Conversation or cacophony: Newspaper reporters’ attitudes toward online reader comments • Arthur Santana, University of Oregon • A relatively new addition to the list of interactive components at newspaper Web sites, online reader comment forums have both served and unnerved many journalists. This research, based on a national survey, demonstrates how newspaper reporters have ambivalent feelings toward the forums — tolerating them for occasional insights while despising them for harboring anonymous bullies and bigots. Either way, the forums have had an undeniable influence on the way newspaper journalists do their jobs.

Latino Candidates: Community Features, Newspaper Treatment, and Election Outcomes in 14 Southwestern Cities • jennifer schwartz, University of Oregon • This study explored the relationship between community structural characteristics (racial/ethnic diversity, percent Latino, and Latino median household income) and newspaper treatment of Latino and white candidates in 815 photographs and 608 photograph-associated headlines from 14 newspapers in the last two months of four statewide elections that occurred between 2003 and 2008 in the U.S. Southwest. Findings show newspapers in more racially/ethnically diverse cities provide a larger number of more prominent and more favorable visuals of Latino candidates than white candidates.

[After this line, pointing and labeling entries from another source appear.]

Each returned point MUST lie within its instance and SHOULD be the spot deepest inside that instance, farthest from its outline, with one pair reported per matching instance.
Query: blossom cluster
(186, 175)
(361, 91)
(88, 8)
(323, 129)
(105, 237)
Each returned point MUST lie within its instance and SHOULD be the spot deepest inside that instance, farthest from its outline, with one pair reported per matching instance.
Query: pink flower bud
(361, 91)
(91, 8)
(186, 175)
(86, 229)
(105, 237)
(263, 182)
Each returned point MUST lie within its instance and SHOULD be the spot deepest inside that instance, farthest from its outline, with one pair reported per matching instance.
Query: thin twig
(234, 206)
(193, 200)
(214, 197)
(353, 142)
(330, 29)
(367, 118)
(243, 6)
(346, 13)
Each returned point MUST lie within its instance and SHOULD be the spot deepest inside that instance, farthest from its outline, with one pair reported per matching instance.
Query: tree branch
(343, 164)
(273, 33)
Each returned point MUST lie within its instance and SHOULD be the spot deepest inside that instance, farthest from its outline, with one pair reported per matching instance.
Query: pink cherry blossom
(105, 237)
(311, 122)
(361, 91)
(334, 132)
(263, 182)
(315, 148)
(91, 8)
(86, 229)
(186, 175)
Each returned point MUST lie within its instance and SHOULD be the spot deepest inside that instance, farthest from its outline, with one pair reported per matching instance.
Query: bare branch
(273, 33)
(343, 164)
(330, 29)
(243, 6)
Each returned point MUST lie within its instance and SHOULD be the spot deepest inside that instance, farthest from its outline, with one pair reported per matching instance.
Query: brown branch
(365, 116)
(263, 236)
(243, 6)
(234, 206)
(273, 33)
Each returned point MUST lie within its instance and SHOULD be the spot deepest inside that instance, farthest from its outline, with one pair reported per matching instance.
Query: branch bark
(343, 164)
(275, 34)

Integration or Law and Order – Editorial Stances of the Arkansas Gazette during the Central High Crisis • Donna Stephens, University of Central Arkansas; Nokon Heo, University of Central Arkansas • The study examines the editorial stances of the Arkansas Gazette during the Central High Crisis. In order to test proposed hypotheses, two independent coders conducted a content analysis of eighty-eight Gazette editorials that ran on the topic of the Central High Crisis from September 1, 1957 through May 27, 1959, as reproduced in the book, Crisis in the South: The Little Rock Story. Editorials were coded for three categories of variables: the Ultimate Message of the Editorial; Attitude of the Editorial toward Faubus, Brown vs. Education, President Eisenhower, and the Tactics of the Segregationists; and words or phrases commonly used to convey the newspaper’s attitudes were also analyzed for qualitative analysis. The results showed that the Arkansas Gazette advocated a law-and-order stance rather than one that favored integration during the Central High Crisis. The Gazette was overwhelmingly negative regarding Governor Faubus and the tactics of the segregationists. Also it was found that the Gazette’s editorials took no real stance toward Brown or Eisenhower during this time period. The results were discussed in the context of journalistic perspectives.